Re: [RFC PATCH] dpkg-buildflags: Switch to -fstack-protector-strong

[Michael Gilbert <mgilbert@debian.org>]

On Tue, Jun 24, 2014 at 10:11 AM, Kees Cook wrote:
> On Tue, Jun 24, 2014 at 11:29:31AM +0200, Romain Francoise wrote:
>> Hi,
>>
>> GCC 4.9 supports a new stack protector implementation, enabled via the
>> -fstack-protector-strong flag, which provides a better balance between
>> security and performance than the default implementation that we're
>> currently using. This new flag is already used by Fedora 20 and
>> ChromeOS. See the following for more information:
>
> Thanks for testing this! I would love to see this change go into the
> archive.
>
>>  https://lwn.net/Articles/584225/
>>  http://www.outflux.net/blog/archives/2014/01/27/fstack-protector-strong/
>>  https://fedorahosted.org/fesco/ticket/1128
>>
>> The Security Team has expressed interest in switching dpkg-buildflags
>> over to this new flag in Debian for jessie, now that GCC 4.9 is the
>> default compiler on all release architectures. In order to see the
>> impact on the archive, David Suárez did a full rebuild on EC2 with a
>> patched dpkg-dev which emits the new flag.
>>
>> There are only 16 new failures, which can be categorized as follows:
>>
>> * explicitly build-depends on and uses gcc/g++ 4.8, which doesn't
>>   understand -fstack-protector-strong:
>>   - ccbuild 2.0.6-2.1
>>   - chromium-browser 35.0.1916.153-2
>>   - contextfree 3.0.5+dfsg1-2.1
>>   - flexc++ 2.01.00-1
>>   - gpg-remailer 3.00.02-1
>>   - higan 094-4
>>   - llvm-toolchain-snapshot 1:3.5~svn209039-2
>>   - openimageio 1.4.9~dfsg0-1 (already fixed in -2)
>>   - oxref 1.00.01-1
>>   - spek 0.8.2-3.1
>>   - webkitgtk 2.4.3-2
>>
>> * explicitly build-depends on and uses gcc 4.6:
>>   - estic 1.61-20.1 (#747980)
>>
>> * explicitly build-depends on and uses Clang 3.4:
>>   - feel++ 1:0.98.0-final-1
>
> I wonder if there is any sensible way for dpkg-buildflags to detect (or
> maybe just be told) which compile will be used for a build?

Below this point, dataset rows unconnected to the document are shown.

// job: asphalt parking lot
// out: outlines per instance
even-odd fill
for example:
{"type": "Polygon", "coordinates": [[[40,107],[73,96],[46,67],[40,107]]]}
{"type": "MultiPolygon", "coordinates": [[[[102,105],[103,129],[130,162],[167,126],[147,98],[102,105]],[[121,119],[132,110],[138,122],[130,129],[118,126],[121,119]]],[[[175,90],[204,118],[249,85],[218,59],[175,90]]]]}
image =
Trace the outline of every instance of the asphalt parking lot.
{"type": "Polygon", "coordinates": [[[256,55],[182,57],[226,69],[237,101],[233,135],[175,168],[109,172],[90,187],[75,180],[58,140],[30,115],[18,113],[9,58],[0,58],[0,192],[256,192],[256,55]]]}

Perhaps it
> could take a new argument that would allow it to select flags based on the
> compiler name and version?
>
>     dpkg-buildflags --compiler=gcc-4.7

There are very legitimate reasons for using an older gcc version, and
breaking all the packages that do that is sort of unkind.

Especially when some of them already export either CC=gcc-4.8 or
CXX=g++-4.8 in debian/rules (like chromium, oxref, and spek), which
would make it rather convenient to detect the compiler in use.  Other
packages in that set don't do that but patches could be proposed for
those packages so they don't have this problem in the future.

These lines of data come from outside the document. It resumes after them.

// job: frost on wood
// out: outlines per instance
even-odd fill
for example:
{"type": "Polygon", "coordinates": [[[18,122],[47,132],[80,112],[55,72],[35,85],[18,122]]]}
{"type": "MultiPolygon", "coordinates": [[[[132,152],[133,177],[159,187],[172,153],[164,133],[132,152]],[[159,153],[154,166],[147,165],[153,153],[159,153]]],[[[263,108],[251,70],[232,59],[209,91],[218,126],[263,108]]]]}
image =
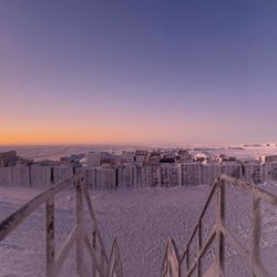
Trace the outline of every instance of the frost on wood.
{"type": "Polygon", "coordinates": [[[122,277],[122,263],[116,239],[112,246],[110,258],[107,257],[100,230],[98,228],[95,214],[91,204],[88,189],[84,185],[82,175],[70,177],[57,186],[35,196],[29,203],[23,205],[0,224],[0,242],[3,240],[13,229],[16,229],[30,214],[39,206],[45,203],[45,276],[54,277],[59,271],[69,255],[72,246],[75,244],[76,249],[76,276],[89,276],[88,265],[84,263],[83,254],[84,246],[88,247],[91,254],[93,264],[93,276],[99,277],[122,277]],[[69,185],[75,185],[76,205],[75,205],[75,226],[62,248],[55,254],[54,244],[54,196],[69,185]],[[88,238],[88,232],[84,225],[84,202],[86,202],[93,225],[93,236],[95,240],[91,244],[88,238]],[[98,250],[101,255],[99,258],[98,250]]]}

So, I think before any upload with this change, dpkg-buildflags needs
to be able to process those flags if they're set and fall back to
emitting the older build flags when it gets gcc < 4.9.

Plus, there will be future situations like this, and if this is
already implemented, a bunch of similar problems will be avoided.  So
in general, it's just good hygiene.

Best wishes,
Mike

P.S. This affects me with chromium, which has crashing bugs on gcc
4.9, which is why 4.8 is currently hardcoded.  Those problems will be
fixed in 37, but that isn't going to be released for a couple months.